5. Employing Family Members of the Employer
The IRS allows you to employ kids (for legitimate purposes) and any pay they earn is tax-deductible expense for your business. It’s the same as hiring other employees.
But, one benefit is that, if a child is not yet 18 years old the child is not required to pay FICA (Social Security or Medicare) tax. Furthermore, children aged under 21 do not have to pay unemployment tax.
Furthermore it is expected that the child will pay taxes on their income. But, since the standard deduction is large ($12,950 for 2022) the first $12,950 of earnings is tax-free.
In addition, employing family members can also permit them to take part in the retirement plans offered through the practice.
Please be aware it is important to note that the child of your household has to be an actual employee performing specific job duties.
Family members who work for you can provide a variety of advantages for dentists, helping to lower taxes. We’ll assist you in understanding these benefits, and we’ll collaborate with your tax accountant to help you save money on taxes and expand the size of your practice.
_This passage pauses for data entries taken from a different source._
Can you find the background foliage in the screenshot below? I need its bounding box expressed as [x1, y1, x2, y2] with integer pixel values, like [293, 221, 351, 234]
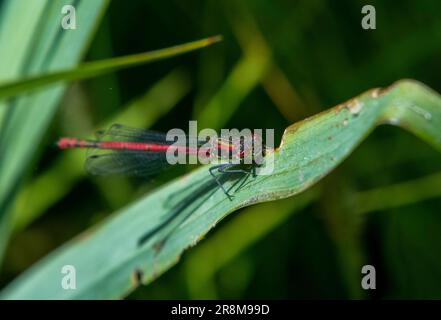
[0, 0, 441, 298]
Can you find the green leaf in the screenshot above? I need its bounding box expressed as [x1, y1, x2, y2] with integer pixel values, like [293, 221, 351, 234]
[0, 0, 108, 257]
[0, 36, 221, 98]
[2, 80, 441, 299]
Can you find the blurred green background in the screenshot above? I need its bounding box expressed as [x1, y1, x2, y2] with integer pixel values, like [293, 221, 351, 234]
[0, 0, 441, 299]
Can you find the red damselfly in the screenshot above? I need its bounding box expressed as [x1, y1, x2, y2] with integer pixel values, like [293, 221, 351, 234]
[57, 124, 266, 250]
[57, 124, 265, 200]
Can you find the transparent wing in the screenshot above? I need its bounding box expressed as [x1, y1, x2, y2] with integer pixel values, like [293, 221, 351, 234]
[86, 150, 170, 177]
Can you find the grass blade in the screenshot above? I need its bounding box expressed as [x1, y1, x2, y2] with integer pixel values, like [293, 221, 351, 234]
[2, 80, 441, 299]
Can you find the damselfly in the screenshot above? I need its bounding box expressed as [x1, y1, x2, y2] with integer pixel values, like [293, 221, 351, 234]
[57, 124, 266, 200]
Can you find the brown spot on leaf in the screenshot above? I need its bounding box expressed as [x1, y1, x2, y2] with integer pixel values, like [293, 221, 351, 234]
[132, 268, 144, 286]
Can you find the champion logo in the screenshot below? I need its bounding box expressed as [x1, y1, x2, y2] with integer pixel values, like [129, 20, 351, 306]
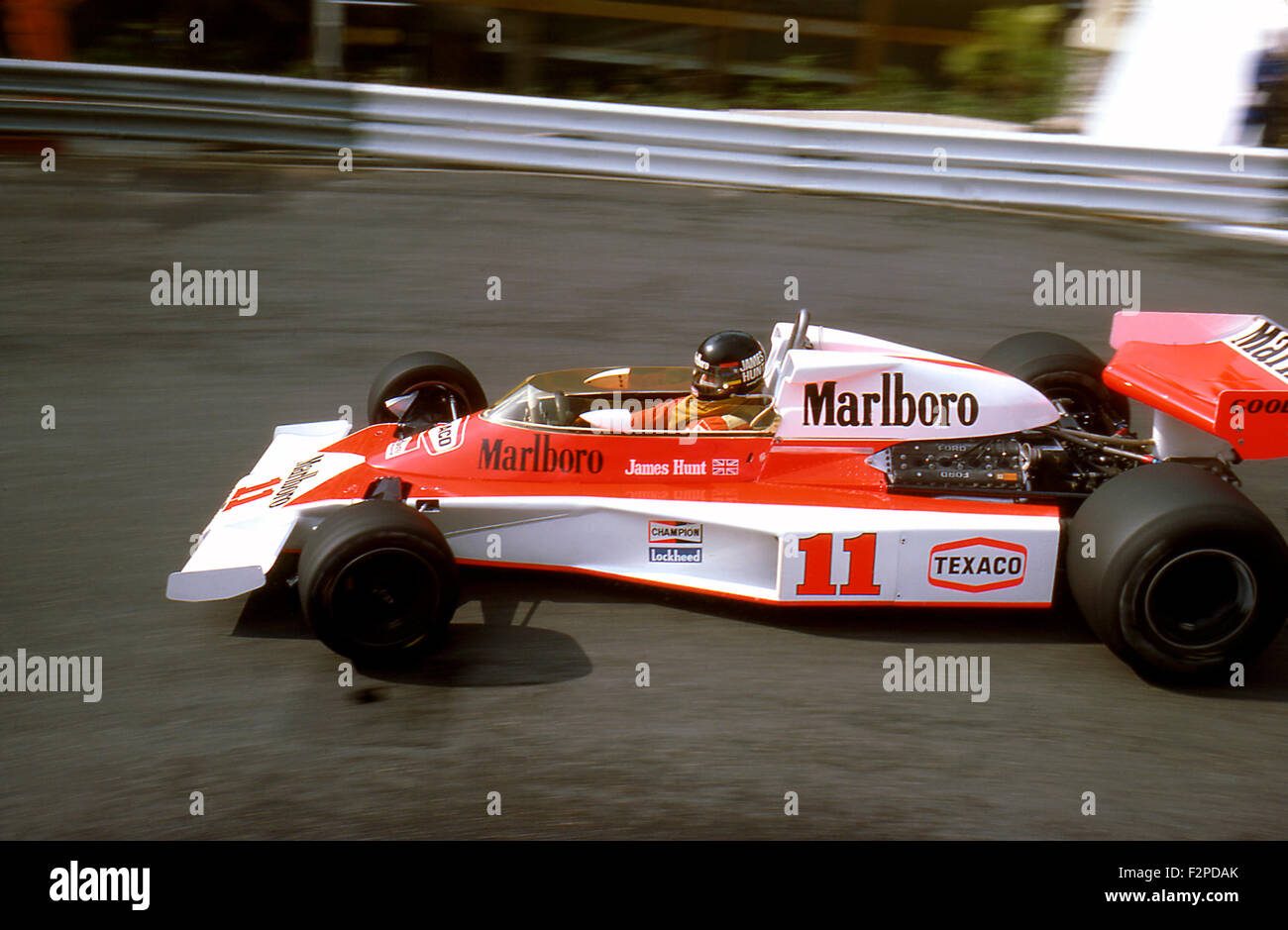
[648, 520, 702, 545]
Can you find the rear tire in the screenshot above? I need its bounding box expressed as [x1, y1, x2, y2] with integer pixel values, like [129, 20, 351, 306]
[368, 352, 486, 429]
[1066, 463, 1288, 681]
[980, 333, 1130, 436]
[299, 500, 459, 665]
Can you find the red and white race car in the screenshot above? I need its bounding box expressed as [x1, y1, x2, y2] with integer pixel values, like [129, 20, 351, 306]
[167, 312, 1288, 678]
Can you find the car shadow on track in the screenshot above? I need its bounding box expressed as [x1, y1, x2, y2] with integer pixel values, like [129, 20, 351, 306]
[233, 559, 1288, 702]
[233, 562, 592, 687]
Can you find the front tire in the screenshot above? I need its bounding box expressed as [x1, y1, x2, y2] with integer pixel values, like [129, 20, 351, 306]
[1066, 463, 1288, 681]
[299, 500, 459, 665]
[368, 352, 486, 430]
[980, 333, 1130, 436]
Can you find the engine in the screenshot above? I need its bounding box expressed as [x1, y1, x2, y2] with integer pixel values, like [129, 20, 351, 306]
[868, 432, 1136, 496]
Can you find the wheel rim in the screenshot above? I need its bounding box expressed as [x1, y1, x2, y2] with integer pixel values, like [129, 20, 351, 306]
[1143, 549, 1257, 649]
[330, 548, 438, 648]
[398, 381, 471, 429]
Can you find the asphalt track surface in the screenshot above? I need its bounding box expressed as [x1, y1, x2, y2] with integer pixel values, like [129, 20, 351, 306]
[0, 157, 1288, 840]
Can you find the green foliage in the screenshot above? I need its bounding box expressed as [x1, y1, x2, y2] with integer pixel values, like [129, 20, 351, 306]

Get Help On Your Tax Strategies & Tax Planning For Dentists.
Dental office bookkeeping has many methods to lower their taxes while also expanding their practice. We’ve provided five tax-saving strategies in this blog post however; there are other tax savings strategies that are suitable for your particular situation.
Get in touch with a certified tax expert for advice from a professional to reap the benefits of these strategies. Remember, the sooner you start planning your tax strategy the more successful you’ll be.
Our financial advisors have been trained to work with your accountant in helping you devise a strategy to limit your tax liabilities.